Дошло! Дошло вот! Дошло, когда припекло! И мама совсем иной видится, и жизнь ее, трудами и заботами переполненная, высветилась иным светом, и нет никого лучше мамы, и дай бог вернуться домой, заберет она документы из Литинститута, куда поступила, поддавшись модному течению времени — детки литераторов сплошь ныне норовят в литераторы, детки артистов — в артисты.
А она поступит… Куда же она поступит? Ну, пока еще рано об этом думать, но поступит учиться серьезной, полезной профессии и никогда, никогда не покинет маму, будет все время сидеть дома, готовить, стирать, прибираться и ничем-ничем и никогда не обидит маму.
Возле дверей избушки послышался шорох, скрип, предупредительное покашливание. Эля пощупала лицо, вытерла глаза, распахнула низкую дверь избушки. «Пана» весь в мохнатом куржаке, шапка, шарф, брови, каждая неприметная глазу волосинка на лице обросли белым мохом. Из лохматой белой кочки, из-под мокрых ресниц светились щелки нахлестанных ветром глаз, губы вздуло холодом, валенки каменно постукивали, большая изнуренность была в каждом движении охотника.
«Зачем же ты так долго ходишь? Стужа на дворе!» — чуть было не вырвалось у Эли, но она успела вовремя застопорить, помогла раздеться промысловику, вытянуть валенки из спущенных на голенища отяжелелых брюк.
Оставшись босым, Аким посидел на чурке расслабленно, недвижно и не скоро шевельнулся, выдохнув:
— Во ушомкался дак ушомкался! — Вынув из мешка четырех налимишек, мерзлую куропатку, зайца с проволочной петлей на шее, он птицу и зайца сунул за печь, на дрова; налимов, которые в тепле обыгались и начали возиться в ивовой плетенке, распорол, выдрал из них внутренности, отделил максу.
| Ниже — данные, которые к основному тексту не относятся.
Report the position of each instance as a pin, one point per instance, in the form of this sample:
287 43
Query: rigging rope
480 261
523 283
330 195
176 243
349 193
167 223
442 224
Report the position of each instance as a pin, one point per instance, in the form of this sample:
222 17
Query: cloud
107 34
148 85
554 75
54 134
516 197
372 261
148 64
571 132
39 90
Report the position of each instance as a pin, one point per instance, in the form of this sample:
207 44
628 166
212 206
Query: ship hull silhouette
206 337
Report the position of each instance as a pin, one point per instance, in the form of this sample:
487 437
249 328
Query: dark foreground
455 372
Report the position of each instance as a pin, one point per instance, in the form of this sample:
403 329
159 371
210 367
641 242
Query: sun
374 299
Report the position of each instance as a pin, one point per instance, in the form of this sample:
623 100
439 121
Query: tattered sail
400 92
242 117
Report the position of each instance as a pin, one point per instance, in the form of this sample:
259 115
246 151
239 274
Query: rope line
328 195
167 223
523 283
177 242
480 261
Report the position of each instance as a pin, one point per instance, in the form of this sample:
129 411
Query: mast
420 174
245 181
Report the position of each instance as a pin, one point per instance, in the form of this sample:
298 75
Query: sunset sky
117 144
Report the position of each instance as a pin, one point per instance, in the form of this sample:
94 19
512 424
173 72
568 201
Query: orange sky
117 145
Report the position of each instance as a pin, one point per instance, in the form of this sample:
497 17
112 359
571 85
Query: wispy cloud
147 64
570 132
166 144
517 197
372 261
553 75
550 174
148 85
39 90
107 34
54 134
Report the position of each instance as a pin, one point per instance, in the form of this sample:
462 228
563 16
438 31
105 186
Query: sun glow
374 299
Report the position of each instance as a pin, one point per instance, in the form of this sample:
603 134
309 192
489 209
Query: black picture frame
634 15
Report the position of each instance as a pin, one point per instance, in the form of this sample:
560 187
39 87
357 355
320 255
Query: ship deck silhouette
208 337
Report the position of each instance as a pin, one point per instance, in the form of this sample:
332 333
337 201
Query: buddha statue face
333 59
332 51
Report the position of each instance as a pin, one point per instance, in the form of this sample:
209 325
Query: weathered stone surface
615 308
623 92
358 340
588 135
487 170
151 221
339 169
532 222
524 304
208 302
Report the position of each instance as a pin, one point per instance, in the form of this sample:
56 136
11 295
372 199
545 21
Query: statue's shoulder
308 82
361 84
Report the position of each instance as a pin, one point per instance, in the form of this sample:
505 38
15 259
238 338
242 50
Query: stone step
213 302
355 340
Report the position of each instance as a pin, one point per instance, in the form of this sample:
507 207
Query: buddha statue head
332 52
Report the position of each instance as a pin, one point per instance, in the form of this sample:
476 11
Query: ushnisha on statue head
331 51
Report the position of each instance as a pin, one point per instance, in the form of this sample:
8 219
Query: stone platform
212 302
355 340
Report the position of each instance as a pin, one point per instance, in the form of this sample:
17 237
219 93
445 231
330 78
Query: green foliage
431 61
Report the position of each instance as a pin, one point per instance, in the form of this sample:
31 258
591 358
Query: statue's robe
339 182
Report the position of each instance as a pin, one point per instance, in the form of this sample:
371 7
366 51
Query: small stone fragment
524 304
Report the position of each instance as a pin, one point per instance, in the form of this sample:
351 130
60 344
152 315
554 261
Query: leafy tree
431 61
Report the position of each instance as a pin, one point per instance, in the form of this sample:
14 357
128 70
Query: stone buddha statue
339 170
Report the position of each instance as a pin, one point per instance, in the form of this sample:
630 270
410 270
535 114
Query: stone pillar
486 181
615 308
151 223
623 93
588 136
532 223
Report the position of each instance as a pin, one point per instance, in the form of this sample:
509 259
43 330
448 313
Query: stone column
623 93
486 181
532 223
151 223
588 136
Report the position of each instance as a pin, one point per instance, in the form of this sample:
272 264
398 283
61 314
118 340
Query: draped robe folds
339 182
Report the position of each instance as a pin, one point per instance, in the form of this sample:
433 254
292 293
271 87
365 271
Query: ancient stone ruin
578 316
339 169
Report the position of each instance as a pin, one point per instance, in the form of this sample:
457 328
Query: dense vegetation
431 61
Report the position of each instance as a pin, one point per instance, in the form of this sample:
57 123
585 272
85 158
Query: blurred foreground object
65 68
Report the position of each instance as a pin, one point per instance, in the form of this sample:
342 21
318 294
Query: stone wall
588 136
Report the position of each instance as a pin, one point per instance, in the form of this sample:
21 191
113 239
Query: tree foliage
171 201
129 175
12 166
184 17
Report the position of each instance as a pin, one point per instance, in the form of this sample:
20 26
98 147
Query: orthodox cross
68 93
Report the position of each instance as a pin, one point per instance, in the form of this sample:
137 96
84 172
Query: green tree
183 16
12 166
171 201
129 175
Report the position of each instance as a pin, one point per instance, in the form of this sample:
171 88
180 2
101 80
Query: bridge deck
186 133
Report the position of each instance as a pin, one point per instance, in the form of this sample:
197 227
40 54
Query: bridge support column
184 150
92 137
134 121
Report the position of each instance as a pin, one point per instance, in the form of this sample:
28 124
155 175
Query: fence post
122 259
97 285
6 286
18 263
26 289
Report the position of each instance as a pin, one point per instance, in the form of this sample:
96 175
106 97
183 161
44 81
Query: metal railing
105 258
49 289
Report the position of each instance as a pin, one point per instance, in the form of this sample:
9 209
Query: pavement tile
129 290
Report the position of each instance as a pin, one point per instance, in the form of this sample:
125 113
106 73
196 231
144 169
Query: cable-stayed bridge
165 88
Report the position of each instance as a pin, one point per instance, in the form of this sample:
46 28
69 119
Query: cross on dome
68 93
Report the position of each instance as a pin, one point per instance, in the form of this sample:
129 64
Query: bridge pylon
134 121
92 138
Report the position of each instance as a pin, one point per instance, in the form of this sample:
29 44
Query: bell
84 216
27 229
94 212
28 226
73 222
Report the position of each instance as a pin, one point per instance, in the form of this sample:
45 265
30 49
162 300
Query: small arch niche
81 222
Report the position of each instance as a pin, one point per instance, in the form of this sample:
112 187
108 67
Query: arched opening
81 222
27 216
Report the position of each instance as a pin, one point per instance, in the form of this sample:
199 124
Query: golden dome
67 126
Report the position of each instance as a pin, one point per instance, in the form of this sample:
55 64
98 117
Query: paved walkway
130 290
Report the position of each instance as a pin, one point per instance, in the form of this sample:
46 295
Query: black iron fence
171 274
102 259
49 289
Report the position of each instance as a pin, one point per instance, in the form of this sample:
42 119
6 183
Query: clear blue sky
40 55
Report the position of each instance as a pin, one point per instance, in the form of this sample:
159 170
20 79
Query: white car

— Отдыхай, грейся, я сварю, — предложила Эля. Аким молча протянул ей ножик, сполоснул руки, сел к печке, закурил и, пока нагревалась, закипала вода в котелке, не шевелился, не разговаривал. Они «слеповали» без света, и только промельк огня от цигарки да серо стелющийся понизу, уплывающий в поддувало табачный дым свидетельствовали о том, что Аким не уснул.
— Что-то случилось? — тронула его изветренную, шершавую руку Эля и задержала ладонь на костистом, горящем от мороза запястье.
— Начинаются морозы, снег по лядинам уже до коленей, — не сразу заговорил он. — Если мы на этой неделе не выйдем, хлебать нам тогда здесь мурцовку,[1] поди-ко, до февраля. И дойдем мы до тюки… Пусть даже я добуду сохатого, найдем мы с Розкой берлогу, но ты человек больной, изваженный, тебе питанье хорошее нужно, иначе беркулез… Соли, крупы, если не сорить горстям, как ты вот только што, должно хватить на месяц. Дальше как?